# Any luck with combined XM/Sirius account



## jpellech

I already have two Sirius receivers and am now looking to put a new XM receiver in my new car (mostly to get MLB). Was wondering if anyone had any luck getting a deal with having an account with each service.

Seems stupid if I can't get any credit for being a subscriber to Sirius already, especially since they are hard up for subs.


----------



## TERRYB2241

I purchased a new vehicle in February that came with XM. I already had 4 Sirius units and wanted to combine them together but unable to. Just a way for them to get more money.


----------



## Galaxie6411

I figured they'd make it hard. I have 4 M' and just bought a car with Sirius, but I am still in the free trial period. Ideally I 'd like to have it added to my XM account and add the best of XM in the car but I bet neither if those will be possible.


----------



## jpellech

I plan on calling XM customer retention if I can find a number somewhere. I started with an email but I know that will get no where but I just don't have time to make a call here at work. I'll keep the forum up to date. Thanks for the replies.


----------



## Dolly

I have said it before and I'll say it again--the accounting for Sirius XM needs to be combined. It is hurting the business because people can't take advantage of combined accounts on their subs. And I don't understand at all why it isn't being done :shrug: Sirius XM is one of the most unmerged merged company that I have ever heard of :raspberry


----------



## djrobx

> Sirius XM is one of the most unmerged merged company that I have ever heard of


Sprint/nextel comes close. A few weeks ago one of the DJs on BPM kept repeating how we were supposed to check out the NEW MERGED WEBSITE at http://siriusxm.com . What kind of frakin joke is that?


----------



## jpellech

That merged website is hilarious. I think I read somewhere (not sure if it was here) that they have 3 years to combine accounting. But either way, a call to a handy customer service rep may save me some money. This would also be solved for me if they would include MLB on Best of XM package but that is a whole other thread.


----------



## SteveHas

Had Sirius in my last car for 4 years. I just got a new Nissan with XM, tried to transfer my account to XM, and keep Howard and NFL for the same price.
Sirius customer retention said they were sorry, but it would "still be a year or so" before the two companies accounting systems were merged

ended up dumping Sirius, may not keep Xm after trial period, too much of an AS* ache...and I'm shareholder!


----------



## TBlazer07

I just (in January 5 days before the sales tax was deductible and 1 week before I lost my job) got a new GM vehicle (stop laughing) and just got XM for 1 year for half-price. Even people with regular contracts were getting this deal when it was renewal time. Just tell them it's too expensive.



SteveHas said:


> Had Sirius in my last car for 4 years. I just got a new Nissan with XM, tried to transfer my account to XM, and keep Howard and NFL for the same price.
> Sirius customer retention said they were sorry, but it would "still be a year or so" before the two companies accounting systems were merged
> 
> ended up dumping Sirius, may not keep Xm after trial period, too much of an AS* ache...and I'm shareholder!


----------



## Dolly

djrobx said:


> Sprint/nextel comes close. A few weeks ago one of the DJs on BPM kept repeating how we were supposed to check out the NEW MERGED WEBSITE at http://siriusxm.com . What kind of frakin joke is that?

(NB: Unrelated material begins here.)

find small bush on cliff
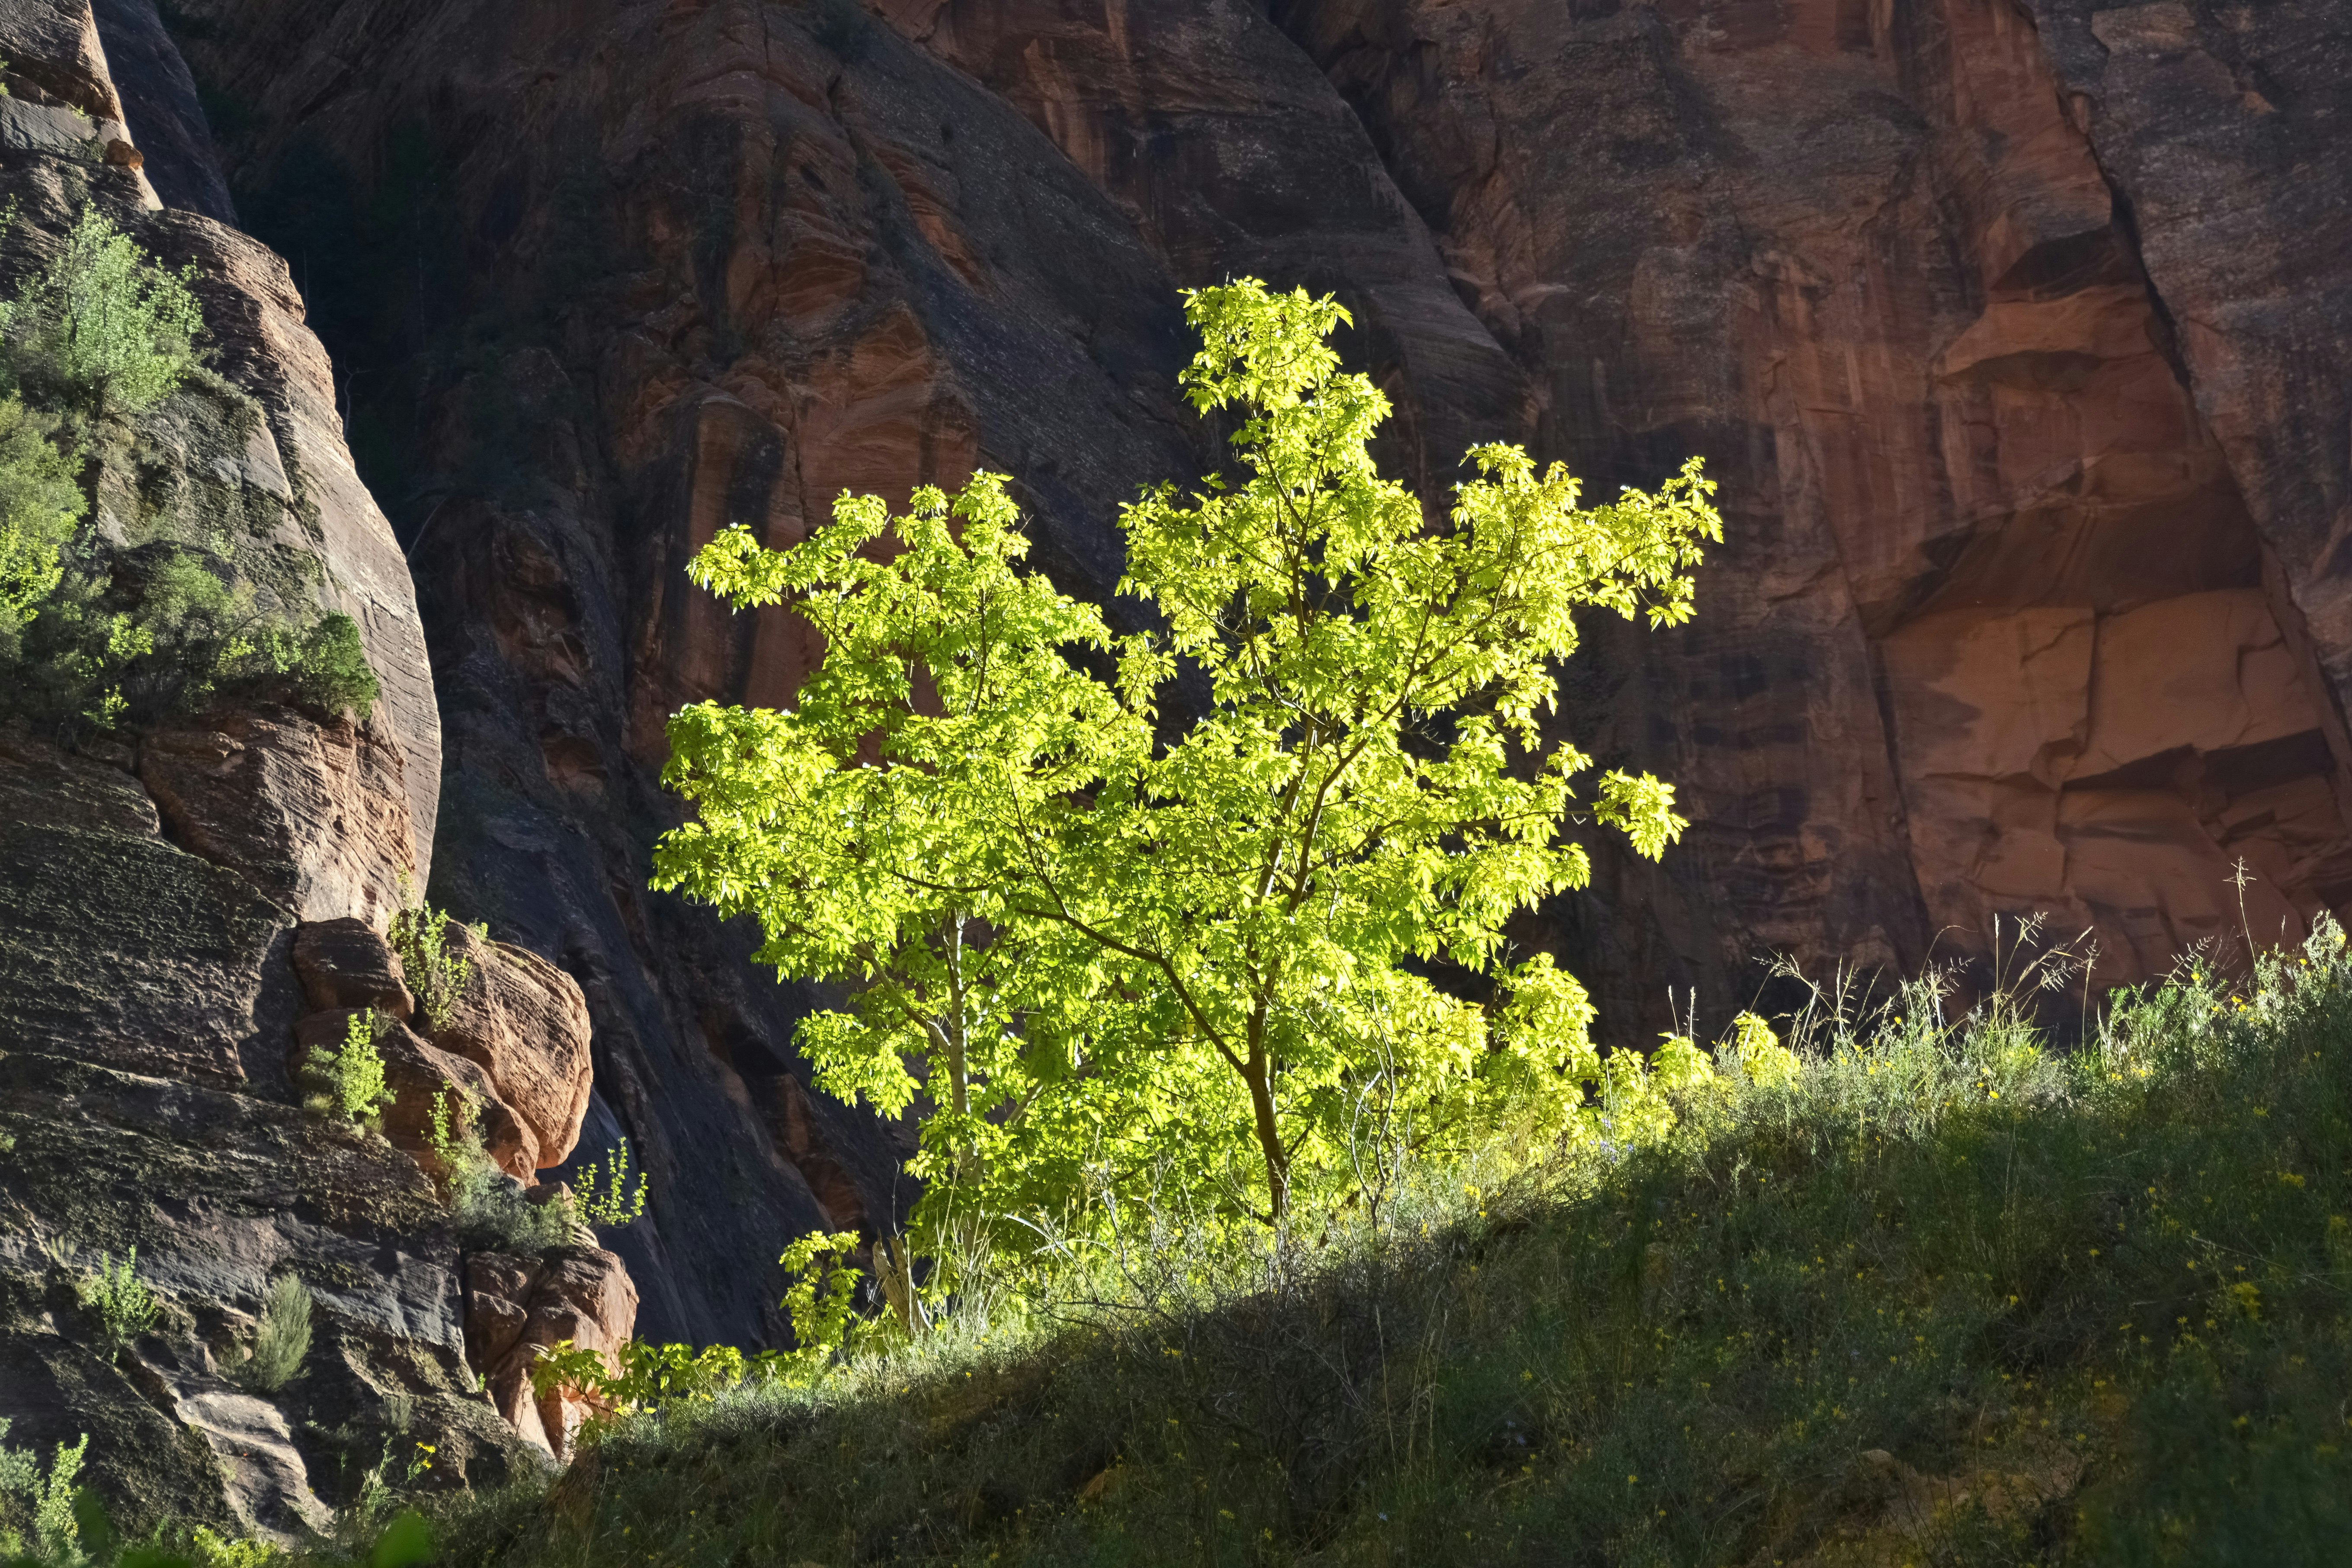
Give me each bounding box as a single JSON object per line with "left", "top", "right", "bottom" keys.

Actually believe it or not it is a joke! Some guy who has nothing to do with either Sirius or XM put that up on his own. I don't know why the DJ didn't know this and I really don't know how that guy was able to use Sirius XM at that mock website he sat up :eek2:


----------



## Steve Mehs

Dolly said:


> Actually believe it or not it is a joke! Some guy who has nothing to do with either Sirius or XM put that up on his own. I don't know why the DJ didn't know this and I really don't know how that guy was able to use Sirius XM at that mock website he sat up :eek2:


Where did you hear that and what the hell are you even talking about?

Registrant: 
Sirius Satellite Radio Inc. 
1221 AVENUE OF THE AMERICAS FL 36 
NEW YORK, NY10020-1001 
US

Domain Name: SIRIUSXM.COM

http://www.networksolutions.com/whois-search/siriusxm.com


----------